Intervista a Guy Masieta, segretario della Commissione per le comunicazioni sociali della Conferenza Episcopale Nazionale del Congo

Intervista a Guy Masieta, segretario della Commissione per le comunicazioni sociali della Conferenza Episcopale Nazionale del Congo

1 Marzo 2025 0

Dopo trent’anni di conflitti, la Repubblica Democratica del Congo è ancora nel caos. I territori ad Est del Paese rimangono ostaggio di milizie paramilitari, in guerra con le autorità centrali per il controllo del territorio. Una vasta area ricchissima di minerali e metalli preziosi, come oro, stagno e cobalto, un componente base dei telefoni cellulari, che alimentano gli appetiti delle fazioni armate locali e dei Paesi stranieri.

L’M23

A farla da padrone, il Movimento del 23 Marzo (M23), un gruppo che ha coalizzato i ribelli di etnia Tutsi, trasformando la regione nella sua roccaforte.

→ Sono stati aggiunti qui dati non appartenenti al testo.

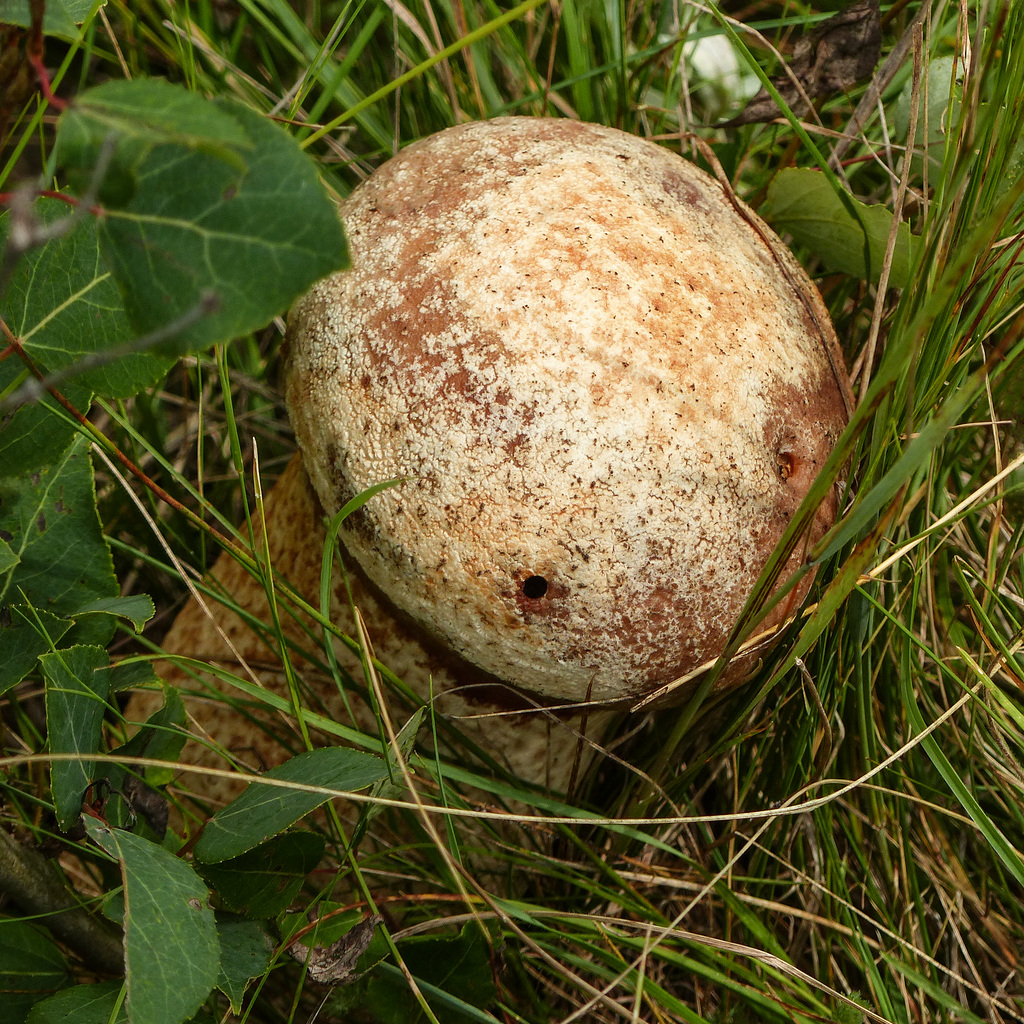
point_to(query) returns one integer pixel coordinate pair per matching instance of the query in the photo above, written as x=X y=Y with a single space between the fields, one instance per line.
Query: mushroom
x=604 y=386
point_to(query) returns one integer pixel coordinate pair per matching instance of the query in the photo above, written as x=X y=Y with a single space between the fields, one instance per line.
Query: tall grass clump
x=840 y=839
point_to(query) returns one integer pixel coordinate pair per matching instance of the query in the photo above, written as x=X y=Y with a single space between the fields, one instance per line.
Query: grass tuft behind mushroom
x=842 y=830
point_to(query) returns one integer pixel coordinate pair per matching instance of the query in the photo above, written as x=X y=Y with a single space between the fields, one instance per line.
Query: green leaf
x=137 y=608
x=263 y=882
x=134 y=116
x=257 y=238
x=31 y=967
x=245 y=953
x=941 y=113
x=171 y=948
x=25 y=634
x=263 y=810
x=82 y=1005
x=60 y=18
x=64 y=305
x=7 y=557
x=162 y=737
x=803 y=203
x=49 y=520
x=152 y=112
x=77 y=684
x=130 y=674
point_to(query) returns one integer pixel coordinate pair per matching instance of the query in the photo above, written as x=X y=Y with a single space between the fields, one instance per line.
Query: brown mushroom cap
x=605 y=386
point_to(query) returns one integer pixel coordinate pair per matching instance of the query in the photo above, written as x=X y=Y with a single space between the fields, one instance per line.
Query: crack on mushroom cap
x=585 y=364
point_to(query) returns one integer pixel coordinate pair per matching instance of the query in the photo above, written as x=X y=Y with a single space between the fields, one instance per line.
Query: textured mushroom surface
x=605 y=387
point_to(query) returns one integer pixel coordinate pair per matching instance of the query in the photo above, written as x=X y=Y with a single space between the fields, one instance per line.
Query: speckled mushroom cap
x=605 y=385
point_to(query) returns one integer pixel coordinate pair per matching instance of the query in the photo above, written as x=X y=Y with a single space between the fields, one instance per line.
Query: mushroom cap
x=604 y=384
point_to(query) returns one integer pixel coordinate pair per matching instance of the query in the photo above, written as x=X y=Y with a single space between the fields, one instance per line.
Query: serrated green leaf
x=171 y=948
x=245 y=953
x=137 y=608
x=64 y=305
x=263 y=810
x=77 y=684
x=49 y=519
x=60 y=18
x=263 y=882
x=257 y=239
x=25 y=634
x=82 y=1005
x=803 y=203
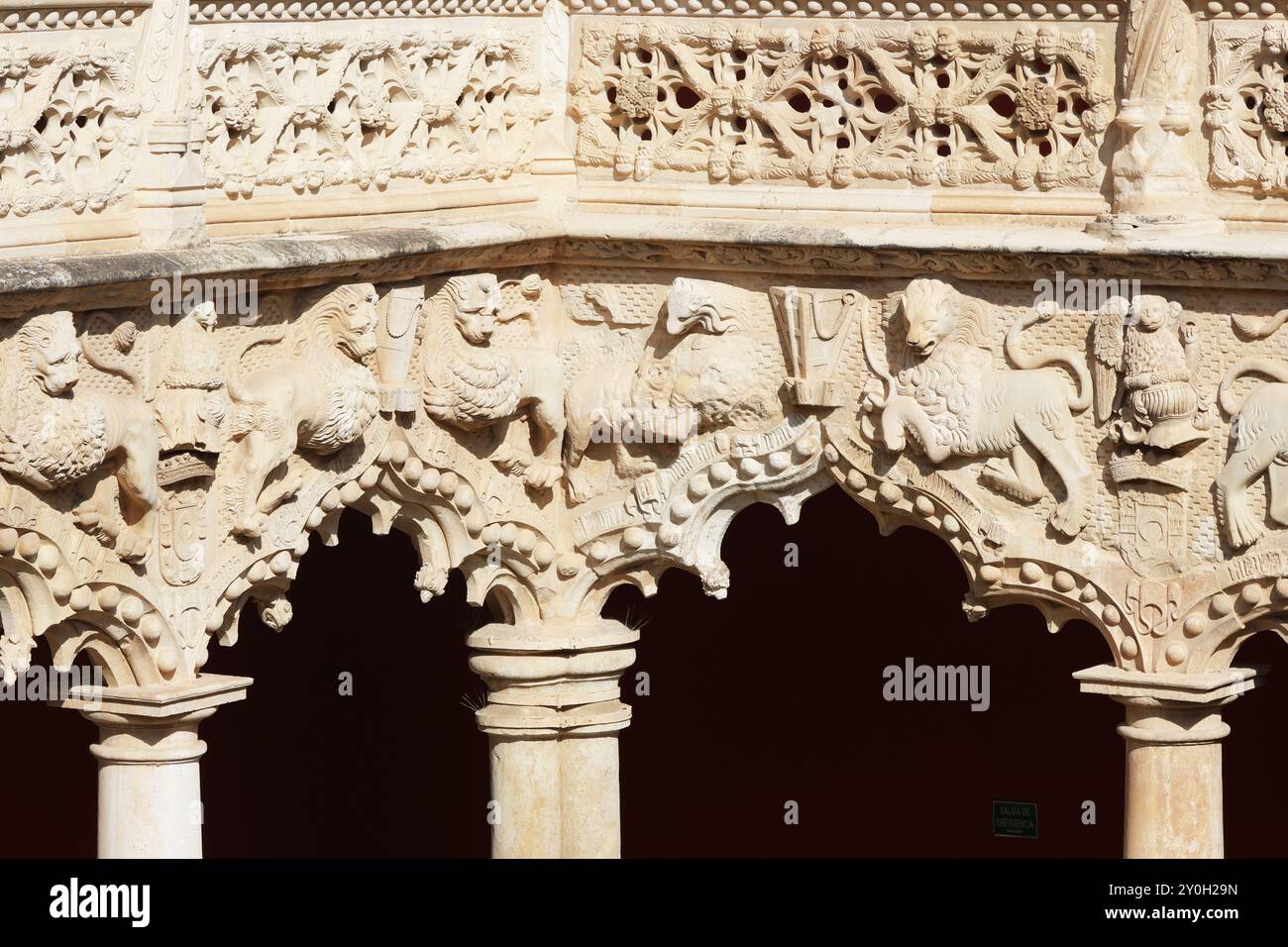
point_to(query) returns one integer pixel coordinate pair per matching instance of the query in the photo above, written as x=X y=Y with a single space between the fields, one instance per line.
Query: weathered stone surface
x=557 y=292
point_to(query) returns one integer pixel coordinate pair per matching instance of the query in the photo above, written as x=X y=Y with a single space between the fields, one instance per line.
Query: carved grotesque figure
x=1260 y=436
x=478 y=384
x=661 y=402
x=953 y=402
x=320 y=398
x=1141 y=346
x=52 y=436
x=191 y=402
x=703 y=305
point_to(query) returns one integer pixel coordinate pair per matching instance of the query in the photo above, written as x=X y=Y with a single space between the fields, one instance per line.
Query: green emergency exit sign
x=1016 y=819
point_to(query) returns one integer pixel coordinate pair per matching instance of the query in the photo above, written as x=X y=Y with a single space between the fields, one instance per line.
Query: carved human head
x=928 y=311
x=476 y=302
x=52 y=351
x=355 y=313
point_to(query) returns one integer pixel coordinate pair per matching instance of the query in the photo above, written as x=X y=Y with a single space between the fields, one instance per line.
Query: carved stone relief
x=555 y=433
x=825 y=105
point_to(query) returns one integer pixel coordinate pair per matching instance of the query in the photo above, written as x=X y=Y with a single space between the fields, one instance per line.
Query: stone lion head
x=353 y=318
x=476 y=302
x=928 y=311
x=706 y=305
x=51 y=352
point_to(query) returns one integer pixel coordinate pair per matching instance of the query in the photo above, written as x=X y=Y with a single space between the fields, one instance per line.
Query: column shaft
x=552 y=718
x=149 y=771
x=1173 y=784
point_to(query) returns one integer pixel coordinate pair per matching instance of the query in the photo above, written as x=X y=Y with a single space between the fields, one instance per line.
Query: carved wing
x=1107 y=350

La situazione è diventata incandescente già da gennaio, con l’avanzata dei miliziani nelle province del Nord e del Sud Kivu, al confine con il Ruanda. Il Paese del presidente Paul Kagame, in carica senza soluzione di continuità dal 2000, è accusato dal governo congolese di fornire aiuti militari alle forze ribelli. Tanto che, il 21 febbraio scorso, il Consiglio di Sicurezza dell’Onu ha adottato una risoluzione presentata dalla Francia, in cui si chiede che «l’offensiva portata avanti dall’M23, supportato dal Ruanda deve essere fermata».

Sostegno militare contro cui aveva puntato il dito anche Human Rights Watch (Hrw), in un rapporto del giugno 2023. «L’esercito ruandese ha schierato truppe nel Congo orientale per fornire supporto militare diretto all’M23- scrive l’Ong in difesa dei diritti umani- aiutandolo ad espandere il controllo su Rutshuru e sui territori limitrofi di Masisi». A farne le spese, la popolazione civile. Spiega Clémentine de Montjoye, ricercatrice per l’Africa di Hrw:

Gli omicidi e gli stupri incessanti dell’M23 sono rafforzati dal supporto militare che i comandanti ruandesi forniscono al gruppo armato ribelle. Sia il Congo che il Ruanda hanno l’obbligo di ritenere responsabili i comandanti dell’M23 per i loro crimini, insieme a tutti i funzionari ruandesi che li sostengono.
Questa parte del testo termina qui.